Home
The Adventures of Fluffy the Adventure Squirrel
 
[Most Recent Entries] [Calendar View] [Friends]

Below are the 20 most recent journal entries recorded in The Chronicles of Blaaahnia's LiveJournal:

    [ << Previous 20 ]
    Tuesday, November 24th, 2009
    4:35 pm
    I'm being Robinson Crusified
    It's always kind of a shock how terrible boredom can be. I'm stuck here on my own with no real friends anywhere who are both near enough to hang out with and actually want to :|, no real social life and just getting so bored can make me want to just literally bang my head against a brick wall haha...and worse...it's shit. it's shit it's so shit. I just go mentally catatonic, my brain is going to atrophy and then I'll be even more unbearable! I get frightened I'll go physically catatonic although that's really rare for me. Please could anyone post something that cheers them up? Then I'll do any task you would like me to - challenge me!
    In the meantime here's a picture of some crazy animals:

    http://news.uk.msn.com/environment/wildlife/photos.aspx?cp-documentid=150372361&page=3
    http://news.uk.msn.com/environment/wildlife/photos.aspx?cp-documentid=150372361&page=6
    Tuesday, November 17th, 2009
    5:30 pm
    On further inspection, yes, this is the best poem ever written
    Even better than The Preludes and The Wasteland. Sometimes I really wish I was T.S. Eliot, but then I'd be dead.

    S’io credesse che mia risposta fosse
    A persona che mai tornasse al mondo,
    Questa fiamma staria senza piu scosse.
    Ma perciocche giammai di questo fondo
    Non torno vivo alcun, s’i’odo il vero,
    Senza tema d’infamia ti rispondo.


    LET us go then, you and I,
    When the evening is spread out against the sky
    Like a patient etherised upon a table;
    Let us go, through certain half-deserted streets,
    The muttering retreats
    Of restless nights in one-night cheap hotels
    And sawdust restaurants with oyster-shells:
    Streets that follow like a tedious argument
    Of insidious intent
    To lead you to an overwhelming question …
    Oh, do not ask, “What is it?”
    Let us go and make our visit.

    In the room the women come and go
    Talking of Michelangelo.

    The yellow fog that rubs its back upon the window-panes,
    The yellow smoke that rubs its muzzle on the window-panes
    Licked its tongue into the corners of the evening,
    Lingered upon the pools that stand in drains,
    Let fall upon its back the soot that falls from chimneys,
    Slipped by the terrace, made a sudden leap,
    And seeing that it was a soft October night,
    Curled once about the house, and fell asleep.

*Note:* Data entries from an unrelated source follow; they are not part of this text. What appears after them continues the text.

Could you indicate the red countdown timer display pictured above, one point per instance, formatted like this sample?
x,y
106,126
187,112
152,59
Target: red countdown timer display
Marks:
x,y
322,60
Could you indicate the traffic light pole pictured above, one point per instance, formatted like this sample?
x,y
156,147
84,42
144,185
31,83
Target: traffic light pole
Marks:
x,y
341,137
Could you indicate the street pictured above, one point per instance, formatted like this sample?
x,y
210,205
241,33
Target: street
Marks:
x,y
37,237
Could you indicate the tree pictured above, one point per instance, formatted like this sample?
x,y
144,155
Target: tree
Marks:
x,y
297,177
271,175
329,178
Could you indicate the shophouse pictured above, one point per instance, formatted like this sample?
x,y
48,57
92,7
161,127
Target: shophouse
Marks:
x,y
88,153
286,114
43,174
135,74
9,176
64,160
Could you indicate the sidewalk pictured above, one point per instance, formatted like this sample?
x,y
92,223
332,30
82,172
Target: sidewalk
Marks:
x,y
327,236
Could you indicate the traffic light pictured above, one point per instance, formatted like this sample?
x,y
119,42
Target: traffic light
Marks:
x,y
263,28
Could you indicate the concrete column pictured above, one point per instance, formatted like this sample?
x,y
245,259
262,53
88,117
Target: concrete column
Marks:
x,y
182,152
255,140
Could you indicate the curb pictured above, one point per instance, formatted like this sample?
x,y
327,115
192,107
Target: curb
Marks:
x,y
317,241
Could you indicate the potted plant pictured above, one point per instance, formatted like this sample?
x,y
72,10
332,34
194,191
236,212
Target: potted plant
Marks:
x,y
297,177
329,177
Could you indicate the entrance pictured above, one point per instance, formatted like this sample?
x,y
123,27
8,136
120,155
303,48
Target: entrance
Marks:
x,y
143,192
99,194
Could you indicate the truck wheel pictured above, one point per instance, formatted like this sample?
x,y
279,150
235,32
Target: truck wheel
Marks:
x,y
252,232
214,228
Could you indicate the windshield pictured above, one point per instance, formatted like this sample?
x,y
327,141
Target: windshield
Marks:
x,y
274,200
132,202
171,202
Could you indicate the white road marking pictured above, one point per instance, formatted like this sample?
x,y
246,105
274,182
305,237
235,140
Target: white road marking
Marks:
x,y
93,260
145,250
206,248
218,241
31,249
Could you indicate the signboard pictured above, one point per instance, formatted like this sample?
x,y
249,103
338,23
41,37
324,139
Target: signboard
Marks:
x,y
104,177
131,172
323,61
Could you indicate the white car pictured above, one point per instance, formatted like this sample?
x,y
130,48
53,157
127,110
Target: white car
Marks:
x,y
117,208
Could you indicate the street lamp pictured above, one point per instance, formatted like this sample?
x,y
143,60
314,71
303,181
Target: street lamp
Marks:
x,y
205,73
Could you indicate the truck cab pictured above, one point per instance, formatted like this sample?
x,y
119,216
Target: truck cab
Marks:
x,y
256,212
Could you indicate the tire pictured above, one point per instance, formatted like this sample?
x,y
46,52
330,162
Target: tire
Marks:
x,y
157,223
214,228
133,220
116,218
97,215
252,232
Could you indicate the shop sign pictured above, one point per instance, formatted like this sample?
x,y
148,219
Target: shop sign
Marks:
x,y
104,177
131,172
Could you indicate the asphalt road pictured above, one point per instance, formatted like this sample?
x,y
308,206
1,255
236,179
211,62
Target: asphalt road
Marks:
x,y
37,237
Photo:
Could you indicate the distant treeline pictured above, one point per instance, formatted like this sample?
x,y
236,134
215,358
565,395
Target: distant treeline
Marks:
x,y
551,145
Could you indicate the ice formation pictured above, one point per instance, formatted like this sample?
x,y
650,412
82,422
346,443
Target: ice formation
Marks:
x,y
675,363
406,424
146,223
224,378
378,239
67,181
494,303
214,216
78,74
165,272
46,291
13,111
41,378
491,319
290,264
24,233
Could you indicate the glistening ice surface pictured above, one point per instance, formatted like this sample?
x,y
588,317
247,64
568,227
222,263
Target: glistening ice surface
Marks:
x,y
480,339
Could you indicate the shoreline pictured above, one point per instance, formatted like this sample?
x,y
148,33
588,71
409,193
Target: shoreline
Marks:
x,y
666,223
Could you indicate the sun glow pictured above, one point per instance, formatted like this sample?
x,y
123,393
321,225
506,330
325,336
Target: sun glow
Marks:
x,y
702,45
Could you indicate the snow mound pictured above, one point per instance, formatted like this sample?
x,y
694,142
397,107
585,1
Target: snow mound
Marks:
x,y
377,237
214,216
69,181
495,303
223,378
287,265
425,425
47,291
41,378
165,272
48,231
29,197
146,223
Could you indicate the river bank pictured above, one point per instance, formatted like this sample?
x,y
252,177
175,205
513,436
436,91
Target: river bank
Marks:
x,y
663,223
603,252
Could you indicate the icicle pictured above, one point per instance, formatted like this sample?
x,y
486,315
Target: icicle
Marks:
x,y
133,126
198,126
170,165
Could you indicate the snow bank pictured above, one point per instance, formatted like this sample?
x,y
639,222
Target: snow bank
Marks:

    And indeed there will be time
    For the yellow smoke that slides along the street,
    Rubbing its back upon the window-panes;
    There will be time, there will be time
    To prepare a face to meet the faces that you meet;
    There will be time to murder and create,
    And time for all the works and days of hands
    That lift and drop a question on your plate;
    Time for you and time for me,
    And time yet for a hundred indecisions,
    And for a hundred visions and revisions,
    Before the taking of a toast and tea.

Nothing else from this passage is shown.